Cogito Reliability

About André-Michel Ferrari

André-Michel Ferrari is a Reliability Engineer who specializes in Reliability Analytics and Modeling which are fundamental to improving asset performance and output in industrial operations. He has approximately 30 years of industrial experience mainly in Reliability Engineering, Maintenance Engineering, and Quality Systems Implementation. His experience includes world-class companies in the Brewing, Semiconductor, and Oil & Gas industries in Africa, Europe and North America.

André-Michel is a Professional Engineer based in Alberta, Canada as well as a Certified Reliability Engineer with the American Society for Quality. His academic credentials include an M.Sc. in Chemical Engineering from École d’Ingénieurs de Marseille, France (1994) and an M.Eng. in Engineering Management from the University of Alberta (2010).

The BARRINGER PROCESS RELIABILITY Course

Lesson 1 - Course Contents and introduction to the SuperSMITH® Software

This Lesson provides a brief but comprehensive overview of BPR including its practical applications. The course content is listed as well as all the theoretical concepts covered. This also includes the perquisites and best suited audience for the course. The Super SMITH® software required to do a BPR Analysis, is introduced. This includes the Super SMITH® license purchase, technical support and user documentation.  (Lesson Duration: 1 hour 15 minutes)

Section 1 – “Flyover” of BPR

This section is a detailed A to Z summary of everything covered during this course. This includes a practical example showcasing BPR and its output. Essentially from getting the production records all the way to having a production performance report. (Section Duration: 22 minutes)

Section 2 – Course Outline and Requirements

This section contains the course summary, prerequisites, and general user experience (Section Duration: 19 minutes)

Section 3 - The BPR Software - Super SMITH® Overview

This section contains a detailed overview of the Super SMITH® Software. This includes Purchasing, Support Documentation, and the Platform Development Team. It also includes information on the New Weibull Handbook as well as an overview of the weibullnews.com website which contains additional information on reliability engineering and other free resources. (Section duration: 19 minutes)

Section 4 - SuperSMITH® basic manipulation

This section provides an overview of the Super SMITH® Software functionality specifically related to conducting a BPR analysis. This includes icon setup, data entry and plotting. Only the Weibull Module is covered as it is where the BPR functionality resides. (Section duration: 15 minutes)
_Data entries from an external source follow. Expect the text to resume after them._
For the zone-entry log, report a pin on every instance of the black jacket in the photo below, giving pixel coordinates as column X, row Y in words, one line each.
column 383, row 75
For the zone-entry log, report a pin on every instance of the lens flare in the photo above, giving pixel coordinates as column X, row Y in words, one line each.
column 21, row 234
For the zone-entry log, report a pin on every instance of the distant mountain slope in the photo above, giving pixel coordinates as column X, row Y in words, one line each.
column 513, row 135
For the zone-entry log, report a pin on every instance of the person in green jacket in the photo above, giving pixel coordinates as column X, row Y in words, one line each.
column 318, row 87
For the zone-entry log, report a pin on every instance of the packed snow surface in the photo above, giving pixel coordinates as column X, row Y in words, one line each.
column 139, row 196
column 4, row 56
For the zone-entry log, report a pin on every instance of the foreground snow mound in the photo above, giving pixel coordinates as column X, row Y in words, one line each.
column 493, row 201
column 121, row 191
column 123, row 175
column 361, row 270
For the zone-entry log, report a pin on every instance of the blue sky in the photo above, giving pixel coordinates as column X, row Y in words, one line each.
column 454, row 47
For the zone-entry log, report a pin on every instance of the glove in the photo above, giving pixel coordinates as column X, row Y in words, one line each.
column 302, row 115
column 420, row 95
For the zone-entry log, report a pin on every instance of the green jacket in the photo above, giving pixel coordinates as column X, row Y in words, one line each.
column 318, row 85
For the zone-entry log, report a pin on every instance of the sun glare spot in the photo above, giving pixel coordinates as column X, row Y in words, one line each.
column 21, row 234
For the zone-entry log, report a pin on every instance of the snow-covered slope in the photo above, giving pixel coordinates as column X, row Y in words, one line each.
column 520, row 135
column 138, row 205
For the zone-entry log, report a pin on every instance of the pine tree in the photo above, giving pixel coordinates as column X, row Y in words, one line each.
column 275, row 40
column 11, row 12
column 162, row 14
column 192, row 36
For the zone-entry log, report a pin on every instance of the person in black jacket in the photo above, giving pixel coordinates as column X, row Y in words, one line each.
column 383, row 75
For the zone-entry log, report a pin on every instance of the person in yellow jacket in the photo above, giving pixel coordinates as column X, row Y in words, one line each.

Lesson 2 - Reliability Engineering and BPR Fundamentals

This lesson provides an overview of the theoretical concepts that make up BPR. We learn about the “negative” paradigms and production mindsets in industry that can be altered by BPR. The fundamentals of Reliability Engineering as a science are introduced as well as the Weibull Distribution. As the BPR concept is essentially based on the Weibull Distribution. There is also an overview supported by examples, of Traditional Reliability Analysis versus Strategic Reliability Analysis. BPR is a Strategic Analysis. That is a high-level overview of a production plant, hence a management tool. (Lesson Duration: 1hr 19minutes)

Section 1 – BPR and Common Industry Paradigms

This section reviews the paradigms and production mindsets in industry that can be altered by BPR. The concept of variability in production is introduced as it is very often overlooked. The “hidden factory” remains unseen and therefore unaddressed because production personnel or management bury their “heads in the sand”. By seeking to uncover variability and the related losses, BPR can guide the organization towards improved performance and profitability. (Section duration: 16 minutes)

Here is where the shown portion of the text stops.